Most of them are older vessels. However, the littoral combat ships that are targeted are young. The oldest of them is 10 years old.
The littoral combat ship program was announced after the Sept. 11, 2001, terrorist attacks. The ships topped 50 mph (80 kph) — fast enough to chase down pirates — and were highly maneuverable, even in shallow water, thanks to steerable waterjets instead of propellers.
The ships were supposed to be made versatile through plug-and-play mission modules for surface combat, mine-sweeping operations or anti-submarine warfare. But those mission modules were beset by problems, and the anti-submarine capability was canceled in the new budget.
And what about that speed? The fastest ship can’t outrun missiles, and firing up those marine turbines for an extra burst of speed turned the ships into gas guzzlers, analysts said. Early versions also were criticized as too lightly armed and armored to survive combat.
The speedy Freedom-class ships proposed for decommissioning feature a traditional steel hull. That entire class of ships suffers from a propulsion defect that will be costly to repair. The Navy proposes keeping a second variant, the aluminum Independence class.

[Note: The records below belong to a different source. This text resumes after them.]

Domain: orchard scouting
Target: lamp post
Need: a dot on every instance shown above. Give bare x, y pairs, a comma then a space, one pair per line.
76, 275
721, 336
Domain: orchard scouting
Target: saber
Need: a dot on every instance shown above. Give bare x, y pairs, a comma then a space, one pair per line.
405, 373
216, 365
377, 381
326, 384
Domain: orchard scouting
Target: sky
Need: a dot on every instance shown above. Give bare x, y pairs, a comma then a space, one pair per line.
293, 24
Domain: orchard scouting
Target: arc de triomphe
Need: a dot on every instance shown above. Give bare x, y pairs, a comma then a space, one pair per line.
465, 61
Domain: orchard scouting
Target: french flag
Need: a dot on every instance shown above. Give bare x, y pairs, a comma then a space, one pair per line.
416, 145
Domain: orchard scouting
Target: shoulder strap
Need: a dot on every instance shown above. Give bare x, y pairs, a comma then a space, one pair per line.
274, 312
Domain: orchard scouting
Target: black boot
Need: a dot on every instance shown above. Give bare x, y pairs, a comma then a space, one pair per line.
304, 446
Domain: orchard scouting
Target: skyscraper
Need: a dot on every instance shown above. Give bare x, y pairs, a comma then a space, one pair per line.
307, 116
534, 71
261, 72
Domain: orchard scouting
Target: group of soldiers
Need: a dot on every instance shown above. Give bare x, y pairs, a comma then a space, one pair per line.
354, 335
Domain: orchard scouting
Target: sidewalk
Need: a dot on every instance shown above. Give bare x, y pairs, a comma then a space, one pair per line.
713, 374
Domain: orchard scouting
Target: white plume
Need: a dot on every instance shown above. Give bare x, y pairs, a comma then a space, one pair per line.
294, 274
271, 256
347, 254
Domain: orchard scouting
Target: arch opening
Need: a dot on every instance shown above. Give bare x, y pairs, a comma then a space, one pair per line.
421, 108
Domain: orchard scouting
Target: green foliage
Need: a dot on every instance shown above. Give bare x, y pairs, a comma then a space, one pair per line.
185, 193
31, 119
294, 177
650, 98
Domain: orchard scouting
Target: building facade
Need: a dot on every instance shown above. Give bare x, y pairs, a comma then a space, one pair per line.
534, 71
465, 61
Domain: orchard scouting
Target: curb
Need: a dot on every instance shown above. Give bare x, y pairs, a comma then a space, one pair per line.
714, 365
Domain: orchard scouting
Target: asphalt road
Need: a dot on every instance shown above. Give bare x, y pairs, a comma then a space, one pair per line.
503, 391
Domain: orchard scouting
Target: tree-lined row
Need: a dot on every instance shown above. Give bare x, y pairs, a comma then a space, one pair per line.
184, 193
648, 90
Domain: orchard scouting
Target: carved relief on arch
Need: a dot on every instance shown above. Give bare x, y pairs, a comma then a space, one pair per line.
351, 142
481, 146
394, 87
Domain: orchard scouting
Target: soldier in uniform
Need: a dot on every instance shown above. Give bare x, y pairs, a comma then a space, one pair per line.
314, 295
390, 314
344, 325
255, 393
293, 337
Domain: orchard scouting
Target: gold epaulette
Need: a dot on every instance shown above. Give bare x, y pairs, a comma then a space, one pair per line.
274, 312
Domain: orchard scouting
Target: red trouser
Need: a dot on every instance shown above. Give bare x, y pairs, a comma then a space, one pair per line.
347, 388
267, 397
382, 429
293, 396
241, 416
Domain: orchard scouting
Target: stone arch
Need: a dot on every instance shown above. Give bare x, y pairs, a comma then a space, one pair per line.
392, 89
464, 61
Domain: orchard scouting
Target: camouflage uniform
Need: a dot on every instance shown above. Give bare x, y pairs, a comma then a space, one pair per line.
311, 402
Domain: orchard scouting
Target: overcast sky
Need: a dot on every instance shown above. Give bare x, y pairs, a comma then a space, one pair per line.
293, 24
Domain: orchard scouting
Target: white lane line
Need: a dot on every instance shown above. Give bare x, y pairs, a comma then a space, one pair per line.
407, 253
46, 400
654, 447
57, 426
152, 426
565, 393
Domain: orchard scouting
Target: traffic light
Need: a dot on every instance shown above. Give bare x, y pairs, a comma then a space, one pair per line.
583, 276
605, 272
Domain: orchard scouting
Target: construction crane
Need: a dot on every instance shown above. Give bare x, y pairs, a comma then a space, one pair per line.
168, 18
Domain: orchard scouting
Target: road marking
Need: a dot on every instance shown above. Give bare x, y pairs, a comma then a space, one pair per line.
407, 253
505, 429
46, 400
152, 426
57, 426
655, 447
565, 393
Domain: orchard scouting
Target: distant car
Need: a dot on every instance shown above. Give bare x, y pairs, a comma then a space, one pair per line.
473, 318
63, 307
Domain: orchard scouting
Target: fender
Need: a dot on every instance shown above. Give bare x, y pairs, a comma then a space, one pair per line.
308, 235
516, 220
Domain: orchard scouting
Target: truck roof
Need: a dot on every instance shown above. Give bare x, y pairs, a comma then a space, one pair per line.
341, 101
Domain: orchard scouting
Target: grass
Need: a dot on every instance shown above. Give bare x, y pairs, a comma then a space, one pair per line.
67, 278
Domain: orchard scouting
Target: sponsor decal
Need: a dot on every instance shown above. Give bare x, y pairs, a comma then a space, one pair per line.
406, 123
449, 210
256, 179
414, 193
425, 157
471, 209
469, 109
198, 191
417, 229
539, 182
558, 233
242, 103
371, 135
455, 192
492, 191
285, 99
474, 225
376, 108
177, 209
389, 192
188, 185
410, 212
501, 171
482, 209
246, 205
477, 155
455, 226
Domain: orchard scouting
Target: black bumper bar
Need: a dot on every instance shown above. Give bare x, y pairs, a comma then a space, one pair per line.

U.S. Senate Armed Services Chair Jim Inhofe said the program was plagued by troubles from the start, and that “moving forward the Navy must avoid similar acquisition disasters.”
U.S. Rep. Elaine Luria, D-Virginia, was more blunt, tweeting that it “sucks” to be decommissioning so many ships, especially newer ones.
“The Navy owes a public apology to American taxpayers for wasting tens of billions of dollars on ships they now say serve no purpose,” she said.
Some detractors proclaimed littoral combat ships to be the Navy’s “Little Crappy Ship,” but that’s not fair, said defense analyst Loren Thompson.
“It’s not a little crappy ship. It does what it was supposed to do. What it was supposed to do isn’t enough for the kind of threats that we face today,” said Thompson, from the Lexington Institute.
In the Navy’s defense, threats shifted swiftly from the Cold War to the war on terror to the current Great Power Competition in which Russia and China are asserting themselves, he said.
In the end, the Navy may be content with smaller numbers of Freedom-class ships for maritime security and small surface combatant operations, said Bryan Clark, defense analyst at the Hudson Institute.
Congress must sign off on the Navy's proposal to decommission ships ahead of their projected service life.
The House Armed Services Committee on Tuesday grilled Defense Secretary Lloyd Austin and Army Gen. Mark Milley, chair of the Joint Chiefs of Staff, on the proposal.
U.S. Rep. Rob Wittman, R-Virginia, suggested the ship cuts were “grossly irresponsible” when the U.S. Navy has dipped from 318 ships to 297, while the Chinese fleet has grown from 210 to 360 ships over the past two decades.
Milley said it's important to focus on the Navy's capabilities rather than the size of its fleet.
“I would bias towards capability rather than just sheer numbers,” he said.